As ubiquitous as ceramic materials are in nearly every aspect of modern life, their full potential has not yet been reached, said Dr. Kazuo Inamori, founder and chairman emeritus of Kyocera Corp., one of the largest manufacturers of ceramic components in the world at the dedication of the Inamori Kyocera Museum of Fine Ceramics at Alfred University (AU) Tuesday.

“I have been involved in research and business development of fine ceramics for more than half a century,” Inamori told the more than 100 people gathered for the dedication and ribbon-cutting for the new museum, located in Binns-Merrill Hall on the AU campus.

“I started from scratch,” recalled Inamori, who founded the Kyoto Ceramics Corp., forerunner of Kyocera Corp. in 1959 when he was only 27 years old. “I devoted myself to developing new products from fine ceramics.”
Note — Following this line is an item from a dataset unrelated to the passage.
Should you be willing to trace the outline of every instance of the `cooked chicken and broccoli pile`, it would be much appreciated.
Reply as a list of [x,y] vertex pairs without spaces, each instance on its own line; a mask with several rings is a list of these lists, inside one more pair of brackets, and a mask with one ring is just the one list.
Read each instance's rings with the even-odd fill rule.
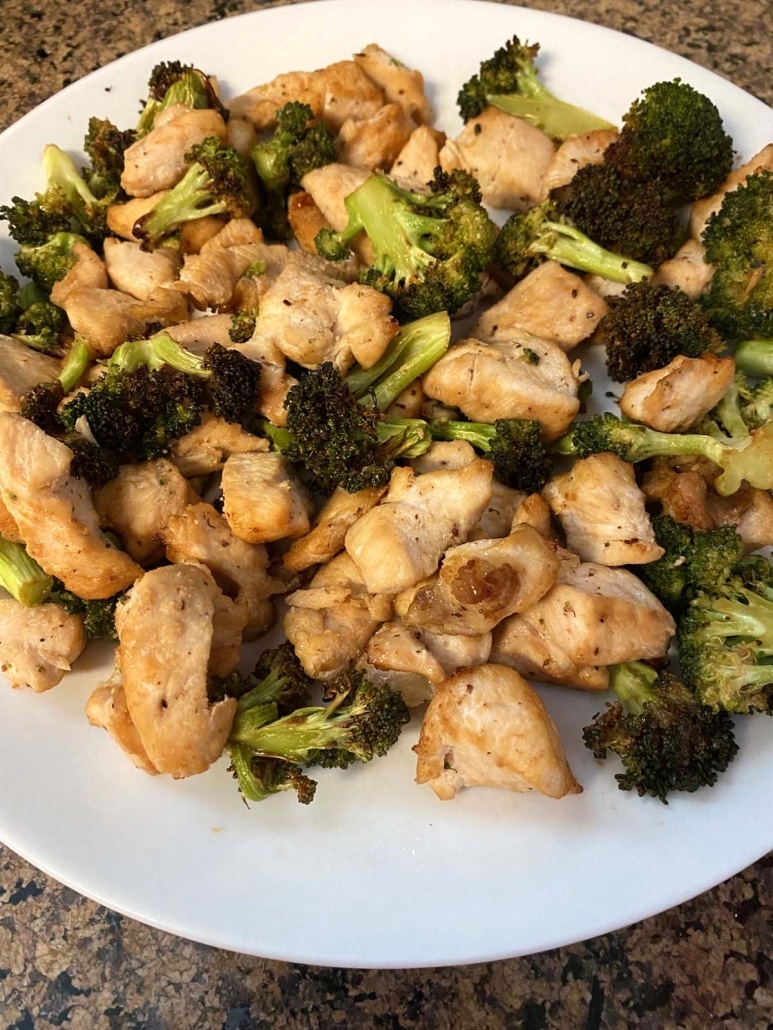
[[230,98],[165,62],[46,146],[0,208],[13,686],[114,640],[89,721],[249,801],[412,711],[439,798],[577,793],[561,690],[622,789],[716,782],[773,711],[773,144],[678,79],[612,125],[538,51],[456,136],[371,44]]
Fine ceramics, which are also known as advanced or engineered ceramics, meaning the materials are designed atom-by-atom to produce certain characteristics or properties, are the basis for many of today’s cutting-edge applications in science and industry.

The worldwide fine ceramics market has grown to about three trillion yen, or about $40 billion, a year, Inamori said.

“Even today, new products continue to be developed,” he said. Those will lead to the “next generation” of information, communications, environmental and energy applications for the benefit of humankind.
Prior to beginning his formal remarks for the dedication ceremony, Inamori expressed his “sincerest appreciation” to the people of the United States for their response to the March 11 earthquake and tsunami that devastated parts of Japan.

“The United States and its citizens showed much kindness” to the Japanese people. “I want to offer my heartfelt gratitude for the true friendship and warm support during that terrible disaster,” Inamori said.

Alfred University President Charles M. Edmondson noted a $10 million gift from Kyocera Corp. in honor of Inamori led to a $5 million grant, approved by then-Gov. George Pataki, from New York State as a match. The NYS funding was used for the renovations of Binns-Merrill Hall, and the creation of the Museum.

The Museum is the tangible evidence of Inamori’s “scientific vision, spirituality, and inspiration” to students, faculty and staff at Alfred University, Edmondson said.

Alastair Cormack, who was the founding dean of the Inamori School of Engineering and who worked with Kyocera Corp. to create the Museum, called it an “extraordinary facility. It is unique, much more than a collection of artifacts or specimens.” It is, he said, an “educational facility in the truest sense of the word. It charts the historic development” of ceramic components that are “found in virtually every aspect” of our lives today. Visitors to the Museum will be “staggered by their pervasiveness.”
The Museum is a testament to the impact Inamori’s work and Kyocera Corp. have had on our lives today, Cormack noted.

The collection will also serve as a “reminder to us to live up to” Inamori’s leadership in science and business and to be better citizens of the world.